Exposure of a different kind embarrassed a major television network in November: A leaked video showed ABC News anchor Amy Robach complaining that the network had refused to run her reporting on Jeffrey Epstein years before he was charged with sex trafficking of minors. (Epstein died in his prison cell in August.)
Caught on a hot mic between tapings, Robach told someone off camera: “I’ve had this [Epstein] story for three years. We would not put it on the air.” ABC later denied Robach’s claims, and the anchor walked back her comments.
Cultivating journalistic judgment starts long before editors and journalists are faced with a high-stakes national story, but that seemed lost on some college newspaper editors.
Editors at The Daily Northwestern profusely apologized for their paper’s coverage of a speech by former Attorney General Jeff Sessions at Northwestern University on Nov. 5. (Some students protested Sessions’ appearance.) Among the paper’s offenses: Reporters used a student directory to text sources and ask for interviews in advance.
If that sounds like basic news gathering, the editors lamented: “We recognize being contacted like this is an invasion of privacy.”
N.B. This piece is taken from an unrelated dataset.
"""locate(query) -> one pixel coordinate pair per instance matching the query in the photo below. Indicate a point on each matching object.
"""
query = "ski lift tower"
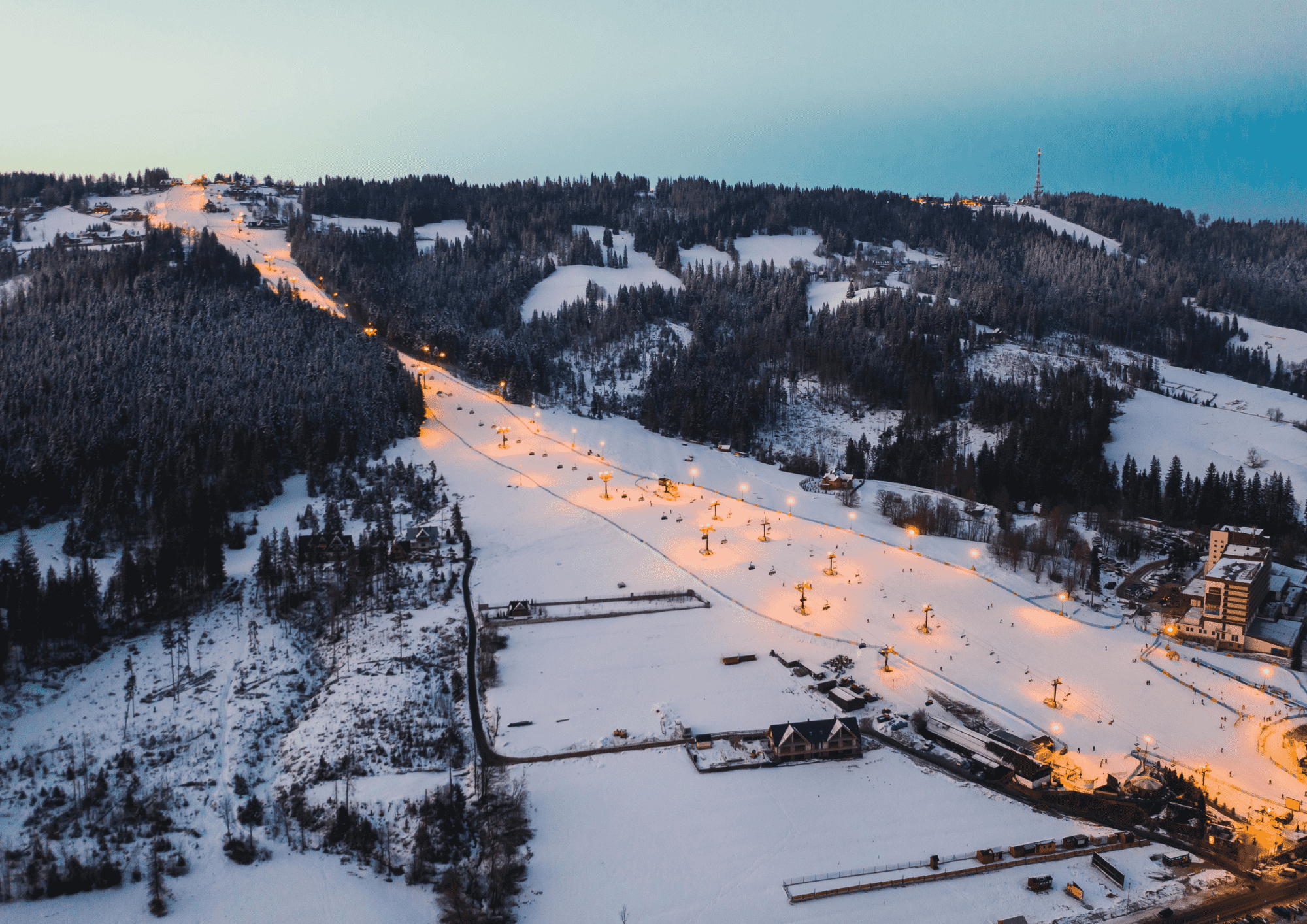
(803, 598)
Meanwhile, some of the current and former editors of The Harvard Crimson joined a petition demanding the paper apologize for its coverage of a student rally calling for the abolition of the United States Immigration and Customs Enforcement (ICE) agency.
The paper’s offense? A reporter asked ICE officials for a comment. (A student group complained that contacting ICE could harm undocumented students on campus.)
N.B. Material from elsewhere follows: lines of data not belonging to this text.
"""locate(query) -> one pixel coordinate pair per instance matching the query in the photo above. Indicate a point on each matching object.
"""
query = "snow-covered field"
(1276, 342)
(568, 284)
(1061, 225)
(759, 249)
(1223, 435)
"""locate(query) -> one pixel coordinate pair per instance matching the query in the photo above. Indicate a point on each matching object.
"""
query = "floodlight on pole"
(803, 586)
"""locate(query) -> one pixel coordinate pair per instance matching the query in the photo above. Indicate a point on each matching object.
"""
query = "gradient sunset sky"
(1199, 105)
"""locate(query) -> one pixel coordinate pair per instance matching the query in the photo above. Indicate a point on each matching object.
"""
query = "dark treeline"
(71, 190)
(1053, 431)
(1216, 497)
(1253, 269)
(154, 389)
The Crimson’s president, Kristine E. Guillaume, explained the paper seeks comments from all subjects in an article. That’s Journalism 101, but Harvard’s undergraduate student government voted to support the petition to protest the paper for trying to get both sides of a story. (Ironically, ICE didn’t respond to the paper’s request for comment.)
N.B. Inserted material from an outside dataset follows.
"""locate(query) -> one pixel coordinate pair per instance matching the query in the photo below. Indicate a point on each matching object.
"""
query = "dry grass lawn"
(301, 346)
It’s best for journalists (and readers) to learn early that covering the circus of news can be stressful, but it’s ultimately more stressful to back down from doing it properly.
WORLD’s editor in chief Marvin Olasky has recounted the story of John Stubbes, who faced true stress after writing a pamphlet criticizing Queen Elizabeth in 1579: Officials cut off his right hand. Olasky notes that the Christian writer under duress “set the pattern of respecting those in authority over us, while exposing their unbiblical actions.”
Stubbes reportedly pulled his hat off with his left hand and cried: “God save the Queen.”